I like to remind people that getting to the point where I am, with
two novels coming out next year with a major publisher, was a journey.
Before I even wrote the first draft of Thorn of Dentonhill, I wrote two other novels. Two novels which should never see the light of day.
So let's talk about them.
The Fifty Year War was a very bad attempt to emulate something akin to Isaac Asimov's Foundation,
where the key events of a multi-generational war is told through a
series of novelette-length vignettes. Because nine 10k-ish novelettes
equals one novel, right?
Except not so much. Let
alone that there isn't so much a "plot" as there is "stuff that
happens". There isn't anything for readers to hook into. The closest
to a "main" character is an officer named Benton who has a key role in
three or four of the sections, and then a minor cameo later. The only
other bit of recurring involves the various generations of a soldier
family who keep getting killed in key battles. That was my way of
highlighting the toll on the 'average' man in this war: killing off
pikemen named Weaver.
When it comes down to it, Fifty Year War
is essentially a chunk of Druth history that I had already worked out,
setting the stage for the "real" time I wanted to write in. So in a lot
of ways, it comes off as a prequel to something that didn't exist,
filled with the obvious piece-setting that prequels have, but making
zero sense to anyone but myself.
So I would fix those mistakes with Crown of Druthal.

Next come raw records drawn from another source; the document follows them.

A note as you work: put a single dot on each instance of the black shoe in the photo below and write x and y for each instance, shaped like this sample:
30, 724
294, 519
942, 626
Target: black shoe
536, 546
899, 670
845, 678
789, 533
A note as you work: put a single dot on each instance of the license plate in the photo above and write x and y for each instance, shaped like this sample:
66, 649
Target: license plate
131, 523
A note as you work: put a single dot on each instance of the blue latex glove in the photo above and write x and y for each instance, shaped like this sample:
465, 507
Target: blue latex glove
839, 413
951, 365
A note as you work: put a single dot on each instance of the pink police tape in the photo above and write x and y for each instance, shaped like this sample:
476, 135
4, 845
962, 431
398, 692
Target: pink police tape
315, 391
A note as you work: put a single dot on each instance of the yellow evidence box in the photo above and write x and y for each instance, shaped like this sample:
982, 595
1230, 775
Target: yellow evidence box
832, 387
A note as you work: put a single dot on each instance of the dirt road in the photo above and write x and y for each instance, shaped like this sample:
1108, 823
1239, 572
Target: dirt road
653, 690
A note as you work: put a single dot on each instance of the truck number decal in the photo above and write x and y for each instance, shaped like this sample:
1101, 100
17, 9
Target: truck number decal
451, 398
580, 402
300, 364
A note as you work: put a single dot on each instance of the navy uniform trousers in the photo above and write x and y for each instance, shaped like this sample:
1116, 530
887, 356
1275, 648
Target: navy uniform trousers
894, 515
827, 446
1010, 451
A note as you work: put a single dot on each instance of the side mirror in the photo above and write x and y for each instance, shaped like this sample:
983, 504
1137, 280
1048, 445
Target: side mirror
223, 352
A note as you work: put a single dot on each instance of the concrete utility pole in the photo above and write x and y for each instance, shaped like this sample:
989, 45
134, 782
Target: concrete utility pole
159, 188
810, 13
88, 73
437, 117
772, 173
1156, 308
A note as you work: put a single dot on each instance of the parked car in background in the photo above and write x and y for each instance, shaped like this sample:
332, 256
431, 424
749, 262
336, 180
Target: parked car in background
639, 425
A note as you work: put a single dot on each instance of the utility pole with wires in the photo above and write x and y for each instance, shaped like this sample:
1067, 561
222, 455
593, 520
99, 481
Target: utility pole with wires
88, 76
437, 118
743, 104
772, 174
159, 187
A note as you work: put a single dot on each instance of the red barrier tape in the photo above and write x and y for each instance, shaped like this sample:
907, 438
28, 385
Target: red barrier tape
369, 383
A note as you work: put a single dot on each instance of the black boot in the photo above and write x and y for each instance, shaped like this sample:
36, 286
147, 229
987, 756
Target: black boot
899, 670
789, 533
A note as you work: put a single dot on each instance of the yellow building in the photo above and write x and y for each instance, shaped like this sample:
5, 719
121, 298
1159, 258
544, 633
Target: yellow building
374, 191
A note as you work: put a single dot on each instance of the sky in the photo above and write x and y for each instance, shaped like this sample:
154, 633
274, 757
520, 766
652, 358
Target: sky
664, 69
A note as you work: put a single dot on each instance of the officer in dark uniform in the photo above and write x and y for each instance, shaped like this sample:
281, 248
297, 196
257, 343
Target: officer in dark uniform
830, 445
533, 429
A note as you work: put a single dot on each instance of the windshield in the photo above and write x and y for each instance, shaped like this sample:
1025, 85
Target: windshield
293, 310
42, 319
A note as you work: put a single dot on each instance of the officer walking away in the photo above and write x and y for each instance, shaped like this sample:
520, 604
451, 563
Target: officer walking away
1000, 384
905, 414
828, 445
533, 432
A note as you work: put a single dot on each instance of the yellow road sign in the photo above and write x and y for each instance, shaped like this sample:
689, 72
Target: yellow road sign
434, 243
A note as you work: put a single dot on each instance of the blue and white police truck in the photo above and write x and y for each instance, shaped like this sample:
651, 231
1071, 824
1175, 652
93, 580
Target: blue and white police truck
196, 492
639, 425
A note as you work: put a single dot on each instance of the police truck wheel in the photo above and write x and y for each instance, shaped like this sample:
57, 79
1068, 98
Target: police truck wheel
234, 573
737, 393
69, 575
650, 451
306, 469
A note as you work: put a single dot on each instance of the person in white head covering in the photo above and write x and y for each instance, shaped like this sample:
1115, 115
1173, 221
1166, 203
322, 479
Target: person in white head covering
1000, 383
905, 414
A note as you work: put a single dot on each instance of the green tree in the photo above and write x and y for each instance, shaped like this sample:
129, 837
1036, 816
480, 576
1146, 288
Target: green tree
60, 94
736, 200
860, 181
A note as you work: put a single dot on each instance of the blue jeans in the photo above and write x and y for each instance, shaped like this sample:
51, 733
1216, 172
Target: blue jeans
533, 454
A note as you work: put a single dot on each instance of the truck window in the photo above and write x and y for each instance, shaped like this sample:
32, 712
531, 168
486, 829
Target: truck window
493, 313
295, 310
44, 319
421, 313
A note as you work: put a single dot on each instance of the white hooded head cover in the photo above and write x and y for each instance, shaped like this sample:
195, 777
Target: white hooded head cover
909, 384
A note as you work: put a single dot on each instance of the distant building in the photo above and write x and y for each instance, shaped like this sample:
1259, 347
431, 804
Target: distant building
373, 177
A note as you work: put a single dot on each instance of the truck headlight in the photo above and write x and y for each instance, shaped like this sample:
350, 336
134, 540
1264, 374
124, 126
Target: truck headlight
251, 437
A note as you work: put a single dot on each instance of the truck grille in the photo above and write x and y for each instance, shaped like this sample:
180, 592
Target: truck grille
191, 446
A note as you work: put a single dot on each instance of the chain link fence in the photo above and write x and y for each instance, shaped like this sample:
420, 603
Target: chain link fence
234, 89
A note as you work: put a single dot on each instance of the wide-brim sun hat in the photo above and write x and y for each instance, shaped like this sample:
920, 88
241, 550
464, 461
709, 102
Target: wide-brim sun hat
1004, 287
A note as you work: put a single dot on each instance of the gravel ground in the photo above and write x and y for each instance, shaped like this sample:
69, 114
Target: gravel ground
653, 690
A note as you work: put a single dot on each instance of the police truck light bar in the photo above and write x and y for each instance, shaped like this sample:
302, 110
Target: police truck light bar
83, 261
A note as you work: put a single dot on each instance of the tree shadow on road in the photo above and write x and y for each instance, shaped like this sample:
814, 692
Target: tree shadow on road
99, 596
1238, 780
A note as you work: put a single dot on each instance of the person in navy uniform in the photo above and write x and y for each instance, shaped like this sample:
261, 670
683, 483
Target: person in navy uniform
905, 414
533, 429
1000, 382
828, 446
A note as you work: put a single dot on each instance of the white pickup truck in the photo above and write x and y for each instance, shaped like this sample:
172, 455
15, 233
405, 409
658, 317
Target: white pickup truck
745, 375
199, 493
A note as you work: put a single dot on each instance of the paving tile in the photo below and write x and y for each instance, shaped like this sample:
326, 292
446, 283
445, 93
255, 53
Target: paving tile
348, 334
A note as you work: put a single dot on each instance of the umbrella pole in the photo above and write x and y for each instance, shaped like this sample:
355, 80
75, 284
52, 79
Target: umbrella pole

There I had a set cast of characters, so the readers would have main
people to grab onto. And I would have them... do... plot-like things?
Yeah, not quite.
First problem with Crown comes down to the same challenge a lot of fantasy-worldbuilders face: I've made this whole world, and now I'm going to show it ALL TO YOU. ALL OF IT.
It was literally a travelogue with absolutely no McGuffin to chase from
country to country. The characters were the crew of a diplomatic ship
more or less assigned to go on a world tour. They were to go to each
country so I could show you each country. I totally had a whole
multi-book series planned, and by "planned" that meant I knew which countries they would go to. Which was a huge part of the problem, especially with Crown,
the book I actually wrote. I had to jam a series of events from "stuff
that happens in country A" and "stuff that happens in country B" into
something that looked like a plot for a single book. But since I was
far more interested in just touring both countries, the plot takes a
good long while to get going.
The other problem is the
story is loaded with characters who are essentially there to be set
decoration. I had a ship full of people, with different specialties and
jobs, and most of them served absolutely no purpose in the
story. I did some logistical contortions to give most of them a toehold
in the climax-- so a combination of telepathy, magic and celestial
navigation is used to determine where my main character was being held
captive, so then the guys with swords could mount a rescue.
There are bits in Crown
that I'm fond of, but it's mired in long sections where characters are
more or less hanging out, taking at least half the book before the plot
proper actually gets going. And the plot itself? Kind of a long way to
drive to get a gallon of milk.
But in the process of writing these two trunked novels, I learned plenty about how
to write a novel, how to structure character arcs and plots. So:
they're bad, they'll stay in the archives for all time, but they were
vital to the process of eventually writing Thorn of Dentonhill and A Murder of Mages.